Serves Yields 1 9'' PiePrep time: 45 minutesCook time: 35 minutes totalTotal time: 1 hour and 20 minutes
2 1/2 cups plus 1 1/2 tablespoons all-purpose flour
1 teaspoon salt
2 teaspoons granulated sugar
2 sticks (8 ounces) cold unsalted butter, cut into tablespoons
1/2 cup cold solid vegetable shortening
4 1/2 pounds Granny Smith apples
Juice of 1 large lemon
3/4 cup packed dark brown sugar
1/4 teaspoon cinnamon
2 teaspoons milk
In a food processor, pulse 2 1/2 cups of the flour with the salt and 1 teaspoon of sugar. Add 8 tablespoon of the butter and the shortening; pulse until the mixture resembles small peas. Add 1/3 cup of ice water and pulse until evenly moistened. Squeeze some of the mixture with your hand; it should come together. If it crumbles, add 1 tablespoon of ice water and pulse again.
Turn the dough out onto a work surface and gently press with the heel of your hand, then gather into a ball with a few quick strokes. Divide in half and form into disks. Cover with plastic wrap and refrigerate for at least 30 minutes or for up to 2 days.
On a lightly floured surface, roll 1 disk into a 13-inch round 1/8 inch thick. Fit the round into a 9-inch glass pie plate and trim the overhang to 1/2 inch. Refrigerate the pie shell. Roll out the second disk into a 12-inch round 1/8 inch thick; transfer to a parchment-lined baking sheet. Cover with plastic wrap and refrigerate.

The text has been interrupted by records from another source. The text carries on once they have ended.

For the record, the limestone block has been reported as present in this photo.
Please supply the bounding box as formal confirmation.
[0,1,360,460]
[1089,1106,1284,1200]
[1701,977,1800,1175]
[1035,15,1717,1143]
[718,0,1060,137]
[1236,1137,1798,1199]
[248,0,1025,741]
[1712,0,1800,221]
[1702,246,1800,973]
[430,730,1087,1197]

Peel, halve and core the apples, then cut into 3/4 inch wedges and toss with the lemon juice in a large bowl. In a 12-inch skillet, melt the remaining 8 tablespoons of butter over low heat stir in the brown sugar. Add the apples and turn to coat. Increase the heat to high and cook, turning occasionally, until most of the wedges are tender but not mushy, 15 minutes. Do not overcook.
Immediately scoop the apples and their juices onto a rimmed baking sheet. Sprinkle the remaining 1 1/2 tablespoons of flour and the cinnamon over them and toss until the four disappears. Place the baking sheet on a wire rack and let the apples cool to room temperature, 40 minutes.
Preheat the oven to 450 degrees. Arrange the apples in the pie shell; drizzle the juices over them. Moisten the pie rim with a wet pastry brush. Center the top crust over the apples and press the rim to seal. Using scissors, trim the top crust to a 1/2-inch overhang, then fold it under and crimp. Dissolve the remaining 1 tablespoon of sugar in the mix and lightly brush the top of the pie. Pierce several holes in the top of the pie with a fork.
Bake the pie for 25 minutes, or until the crust is golden brown. If the crust begins to brown too quickly, cover the rim with foil. Reduce the heat to 375 degrees and bake for 20 minutes longer, or until you can hear the apple pie filling bubbling.
Transfer the apple pie to a wire rack and let cool for at least 1 hour before cutting into wedges and serving.
Recipe courtesy of Dana Cowin and recreated by Peggy Cullen.